Hezbollah is Iran’s closest regional ally, and it has been the most powerful member of the Iran-led Axis of Resistance. Iran has pledged to continue to supply the group with weaponry capable of causing significant damage inside Israel. The potential for the Lebanon front to spark broader conflict was illustrated in late September: the Israeli air strike on Beirut that killed Hezbollah’s Secretary-General Hassan Nasrallah on September 27 sparked another major Iranian missile attack on Israel on October 1 – the second such attack Tehran has conducted in 2024.
If fighting between Israel and Hezbollah continues beyond the U.S. presidential inauguration, the Trump administration is sure to defer to Netanyahu to decide the terms on which Israel will accept a Lebanon ceasefire.
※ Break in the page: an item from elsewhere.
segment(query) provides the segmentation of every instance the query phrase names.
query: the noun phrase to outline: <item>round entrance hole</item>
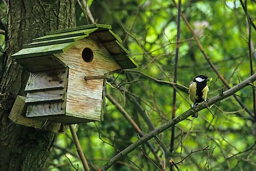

U.S. officials currently believe they are close to achieving a ceasefire that would implement UN Security Council Resolution 1701, ensuring that Hezbollah could not threaten Israeli border towns. However, Israeli leaders appear intent on preventing Hezbollah from re-arming, a policy that includes repeated strikes on installations in Syria that Iran uses to arm the group. Israeli actions against Iran and Hezbollah have the potential, at any time, to produce another round of Iran-Israel conflict – as was the case in April 2024.
Clashes between Israel and Iran always carry the potential to escalate to the point where U.S. forces might be attacked or come into conflict with Iranian forces. Although President-elect Trump has repeatedly argued against engaging in warfare in the Middle East, it is also top of mind for Iranian leaders that it was President Trump who, in January 2020, ordered the U.S. drone strike in Baghdad that killed the revered leader of the Islamic Revolutionary Guard Corps -Qods Force (IRGC-QF) Qasem Soleimani. The potential for armed conflict involving Israel, Hezbollah, and Iran - and the possibility such warfare will drag U.S. forces into the fray – is certain to consume Trump administration policymakers after they take up their positions in January.